1. Walking up to the Alpenzoo, where springtime was in full swing with lots of animal babies.







2. Bling-bling tour of the Swarovski museum. It was too modern/kitschy for the Ravenhills’ taste, but oh did we have fun in the gift shop.





3. Very cool tour of the Red Bull Hanger 7 aviation museum in Salzburg. This testosterone session nicely balanced out  crystal world. Those dudes are marketing geniuses, given that the drink is, well, great if you are totally wasted.





3. Touring the medieval Hohensalzburg Fortress overlooking this historic city was impressive, even a second time. The view from the tower is magnificent, and shows why this castle was never captured in battle. And a massive pretzel at the end of the day…what could be better?

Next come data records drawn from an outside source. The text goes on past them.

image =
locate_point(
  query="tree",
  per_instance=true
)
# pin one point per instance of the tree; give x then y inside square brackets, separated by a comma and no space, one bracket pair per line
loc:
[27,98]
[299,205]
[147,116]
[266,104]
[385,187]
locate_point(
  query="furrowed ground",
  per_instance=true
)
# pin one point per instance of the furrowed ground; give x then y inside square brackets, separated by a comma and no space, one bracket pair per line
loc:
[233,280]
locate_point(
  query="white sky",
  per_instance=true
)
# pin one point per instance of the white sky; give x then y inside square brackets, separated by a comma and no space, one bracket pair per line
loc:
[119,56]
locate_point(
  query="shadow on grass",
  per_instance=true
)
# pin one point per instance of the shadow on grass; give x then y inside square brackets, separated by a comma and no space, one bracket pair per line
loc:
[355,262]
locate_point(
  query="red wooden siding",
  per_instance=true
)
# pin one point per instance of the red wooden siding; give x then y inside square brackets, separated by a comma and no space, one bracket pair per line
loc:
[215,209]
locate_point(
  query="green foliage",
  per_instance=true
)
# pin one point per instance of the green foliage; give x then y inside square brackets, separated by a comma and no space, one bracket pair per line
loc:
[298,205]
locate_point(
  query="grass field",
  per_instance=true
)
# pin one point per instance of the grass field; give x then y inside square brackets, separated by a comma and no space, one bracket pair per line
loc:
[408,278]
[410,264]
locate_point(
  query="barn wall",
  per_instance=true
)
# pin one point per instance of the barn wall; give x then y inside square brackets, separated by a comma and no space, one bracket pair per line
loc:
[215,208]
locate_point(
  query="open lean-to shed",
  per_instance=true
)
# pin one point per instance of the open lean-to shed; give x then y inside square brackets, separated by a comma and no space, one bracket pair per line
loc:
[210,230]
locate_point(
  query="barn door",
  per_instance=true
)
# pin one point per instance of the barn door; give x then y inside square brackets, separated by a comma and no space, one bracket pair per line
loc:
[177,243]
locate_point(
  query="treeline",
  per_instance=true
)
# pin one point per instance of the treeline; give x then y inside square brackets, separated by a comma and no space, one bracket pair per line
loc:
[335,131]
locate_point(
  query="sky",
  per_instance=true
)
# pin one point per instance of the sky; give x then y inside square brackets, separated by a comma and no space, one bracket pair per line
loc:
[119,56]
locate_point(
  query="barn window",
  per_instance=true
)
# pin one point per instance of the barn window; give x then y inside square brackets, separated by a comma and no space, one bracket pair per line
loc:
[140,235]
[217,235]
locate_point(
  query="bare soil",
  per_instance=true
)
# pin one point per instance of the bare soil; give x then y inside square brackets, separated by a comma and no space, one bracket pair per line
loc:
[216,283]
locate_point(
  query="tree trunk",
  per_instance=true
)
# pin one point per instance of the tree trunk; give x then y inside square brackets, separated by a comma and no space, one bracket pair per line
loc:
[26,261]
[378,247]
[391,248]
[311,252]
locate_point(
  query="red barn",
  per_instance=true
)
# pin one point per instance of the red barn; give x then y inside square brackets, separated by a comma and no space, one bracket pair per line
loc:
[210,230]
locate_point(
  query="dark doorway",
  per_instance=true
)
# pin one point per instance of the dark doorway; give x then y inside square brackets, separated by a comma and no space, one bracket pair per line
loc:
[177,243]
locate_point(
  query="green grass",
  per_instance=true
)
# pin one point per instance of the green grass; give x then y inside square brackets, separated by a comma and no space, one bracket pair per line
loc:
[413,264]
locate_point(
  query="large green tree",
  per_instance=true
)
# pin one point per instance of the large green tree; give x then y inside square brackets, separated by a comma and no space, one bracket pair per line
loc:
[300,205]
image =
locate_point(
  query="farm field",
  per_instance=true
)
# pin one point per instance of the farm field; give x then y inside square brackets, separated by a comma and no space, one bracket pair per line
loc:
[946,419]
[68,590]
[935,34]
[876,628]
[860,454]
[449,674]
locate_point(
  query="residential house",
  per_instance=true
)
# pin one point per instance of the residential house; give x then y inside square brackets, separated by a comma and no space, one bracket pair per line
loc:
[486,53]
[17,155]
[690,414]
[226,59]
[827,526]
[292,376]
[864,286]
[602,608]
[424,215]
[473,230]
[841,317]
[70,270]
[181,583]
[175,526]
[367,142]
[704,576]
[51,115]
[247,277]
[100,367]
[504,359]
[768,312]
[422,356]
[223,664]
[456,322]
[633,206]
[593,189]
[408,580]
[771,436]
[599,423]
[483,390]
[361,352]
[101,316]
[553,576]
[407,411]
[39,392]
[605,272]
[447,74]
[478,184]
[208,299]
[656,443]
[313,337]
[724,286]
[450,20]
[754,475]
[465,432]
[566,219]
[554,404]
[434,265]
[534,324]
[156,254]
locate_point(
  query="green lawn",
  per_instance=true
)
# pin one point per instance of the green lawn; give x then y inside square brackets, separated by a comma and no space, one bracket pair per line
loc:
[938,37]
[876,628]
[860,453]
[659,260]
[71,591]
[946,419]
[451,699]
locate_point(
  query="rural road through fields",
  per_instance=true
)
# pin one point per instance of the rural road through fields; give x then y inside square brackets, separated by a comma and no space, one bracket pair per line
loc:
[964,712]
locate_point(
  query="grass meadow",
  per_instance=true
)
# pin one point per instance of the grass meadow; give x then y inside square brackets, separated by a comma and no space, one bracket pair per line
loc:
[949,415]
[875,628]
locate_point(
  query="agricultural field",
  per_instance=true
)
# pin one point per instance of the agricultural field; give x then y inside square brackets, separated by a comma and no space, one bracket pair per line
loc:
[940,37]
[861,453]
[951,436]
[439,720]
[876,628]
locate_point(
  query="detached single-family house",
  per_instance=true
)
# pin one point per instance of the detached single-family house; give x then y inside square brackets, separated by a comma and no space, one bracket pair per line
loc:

4. A challenging hike up the Alps with lots of photo ops and tasty traditional Austrian fare to make it worthwhile.





Tempted? I’ll be back in Austria in September if you want to make you travel arrangements to visit.

Arrivals and Departures, or How Canada Regains a Resident

Saturday, July 18th, 2009

Our phone rang at 5:00 Wednesday morning; it was Rebecca letting us know that she arrived home safely back in Canada.

Her last few days in Europe were a bit crazy, but hopefully we sent her off well and with a good feeling about this place she called home for the last year. On Friday a few of her friends came over for a delish BBQ that Markus prepared. I think (not to put words in her mouth) that one of the best parts of this year for Rebecca was meeting new friends. They were absolutely lovely people, and I hope they keep in touch.


On Saturday our friends from Phoenix, the Ravenhills, arrived: parents Cassandra and Mike and their girls Emily (15) and Amanda (13). Rebecca spent countless hours with Emily and Amanda growing up, so they had a blast during this short reunion.


After a stroll around our ancient city center, we all went for a traditional Austrian meal. (There was a LOT of eating this last week.) The adults followed up with a drink on top of the city hall, while the girls took in a free concert by a Russian rock band.



Sunday morning we decided to take the tram up the mountain for a casual brunch at a chalet. Rebecca and Annie weren’t dressed for the cold (bad parents) but the rest of us did the short walk up to the peak, finding some snow on this cool rainy morning. The girls (including Doro, Rebecca’s best friend at school) had a snowball fight in July. Crazy. (Most photos are by Mike…he has a great camera and took maybe a couple of pictures. 1,200 and counting over the first 9 days of their Euro trip.)


Amanda gets to know the locals high above Innsbruck

Amanda gets to know the locals high above Innsbruck

The Doppelgänger of Rebecca is Doro. She speaks English very well and is super sweet.

The Doppelgänger of Rebecca is Doro. She speaks English very well and is super sweet.


Rebecca’s last day was spent packing and shopping. She was given wads of cash from the family, which turned into many, many Euro t-shirts and other clothes. The Ravenhills went with her to get the shoppin’ started. As our present, Markus and I gave her some Austria music (Falco and Austrian folk music) to remember the year. (She requested it…not a bad joke on our part.)

Rebecca was sad to go but also was looking forward to being back in Canada and seeing her mom and Katherine. Markus was clearly down as he loaded the car and drove Rebecca to Munich. Annie and I will catch up with Rebecca in August, but it could be until Christmas or longer until Markus sees her again. Six months is a long time away from your little girl; (she will always be his little girl.) Even though there were some tough moments, I think Rebecca will look back on this year as a positive time in her life.